Cool, it will be good to finally have this fixed. I have two suggestions:
1.) Definitely do use pelias-logger
. It's super helpful to have all the logging formats controlled in a single place, and to keep the log output consistent.
2.) Lets try to think of a warning message that reassures users what is going on. We have learned that even the most "gentle" messages that are explicitly logged as warnings will still lead to some users thinking they are doing something wrong or that the entire import is invalid. invalid regex test, ${val} should not match ${regex}
is pretty terse and absolute-sounding. How about something along the lines of "skipping record #{record_gid} because its name contains the url ${val}"? Having the GID in there would also be very helpful as we could then parse the logs and create a list of all records that did not pass the validation.

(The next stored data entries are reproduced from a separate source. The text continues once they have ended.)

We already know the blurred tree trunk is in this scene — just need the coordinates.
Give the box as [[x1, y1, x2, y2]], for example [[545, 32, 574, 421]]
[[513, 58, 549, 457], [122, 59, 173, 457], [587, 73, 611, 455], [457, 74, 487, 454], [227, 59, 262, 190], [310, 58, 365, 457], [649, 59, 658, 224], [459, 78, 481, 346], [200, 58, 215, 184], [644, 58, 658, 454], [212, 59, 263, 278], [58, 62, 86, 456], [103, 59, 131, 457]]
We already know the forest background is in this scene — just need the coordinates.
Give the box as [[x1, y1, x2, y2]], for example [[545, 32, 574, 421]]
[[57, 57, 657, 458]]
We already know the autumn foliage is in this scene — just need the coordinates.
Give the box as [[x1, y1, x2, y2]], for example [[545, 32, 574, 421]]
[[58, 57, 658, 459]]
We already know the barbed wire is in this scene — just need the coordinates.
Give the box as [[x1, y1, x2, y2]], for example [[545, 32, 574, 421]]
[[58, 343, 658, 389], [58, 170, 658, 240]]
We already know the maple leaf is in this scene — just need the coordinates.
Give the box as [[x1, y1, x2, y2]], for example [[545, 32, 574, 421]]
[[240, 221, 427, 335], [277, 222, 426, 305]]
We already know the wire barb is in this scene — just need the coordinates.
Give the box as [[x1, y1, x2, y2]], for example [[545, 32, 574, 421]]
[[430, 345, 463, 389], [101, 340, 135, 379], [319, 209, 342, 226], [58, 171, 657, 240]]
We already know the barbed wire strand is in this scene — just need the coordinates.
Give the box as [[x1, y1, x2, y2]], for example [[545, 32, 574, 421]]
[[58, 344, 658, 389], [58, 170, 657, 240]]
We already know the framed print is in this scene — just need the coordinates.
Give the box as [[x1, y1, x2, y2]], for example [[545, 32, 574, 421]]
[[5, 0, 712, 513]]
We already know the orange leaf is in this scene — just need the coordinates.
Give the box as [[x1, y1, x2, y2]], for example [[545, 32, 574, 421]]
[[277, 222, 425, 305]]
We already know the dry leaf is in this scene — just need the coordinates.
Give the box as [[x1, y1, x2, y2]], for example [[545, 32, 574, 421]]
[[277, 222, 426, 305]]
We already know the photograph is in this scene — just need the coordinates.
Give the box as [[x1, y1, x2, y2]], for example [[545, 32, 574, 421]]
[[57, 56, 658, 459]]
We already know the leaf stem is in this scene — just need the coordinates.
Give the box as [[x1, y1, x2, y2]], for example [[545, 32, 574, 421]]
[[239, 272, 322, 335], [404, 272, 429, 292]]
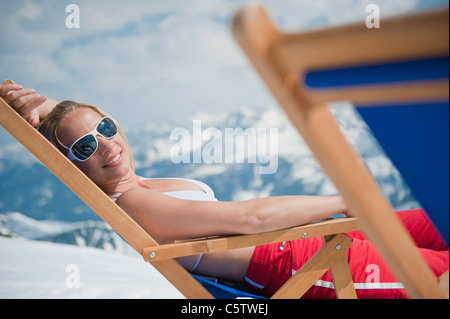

Yeah that sounds good, although there is an issue with the chain-of-command now, since the error is not being passed back to the caller we can't say things like "skipping record" as this library has no control over that behaviour ☹️
Oh, hm. So what will the behavior be with this PR for a record that has a name that contains a URL?
If the record has a name with a URL it will console.warn
and not throw an Error
.
Prior to this PR it would throw an Error
and it would be up to the importer to handle that, most would just reject the whole record.
Got it, and with this PR, what document would end up being stored in Elasticsearch? Would it have a property containing the URL?
Hmm yes, I just had the same thought, and the tests don't properly cover checking that.
I think we need to have a rethink about how the validation works in general.
It makes sense to throw on mandatory properties in the constructor but in reality there are also additional properties which are mandatory such as a name.default
and center_point
.
One option is that we stop throwing on all setter methods (and ensure that the property is not set) along with an appropriate log message and log level.
I think this would be simpler for importers to handle due to less catch
statements. The 'chaining' API complicated things as setters can't return values.
In order to ensure that the minimum viable set of properties is set on the object we can introduce a new method called isValid()
or isValidOrThrow()
which gets called just before the document is pushed downstream.
this is one solution to the verbose regex matching errors.
we've had a lot of users worried and confused about the verbose errors we return when the source data for a name or address erroneously contains a URL.
there are a few ways of dealing with it, I considered returning a
PeliasModelWarning
error but solutions like that require that each importer is updated and it's not nice code because throwing will terminate the current scope, necessitating that each setter is wrapped in its owncatch
block 💩this solution is fairly clean, I'm still outputting the error message via
console.warn
and considered usingpelias-logger
although I'd prefer to reduce the coupling to other modules to this one to avoid the 'bump cascades'.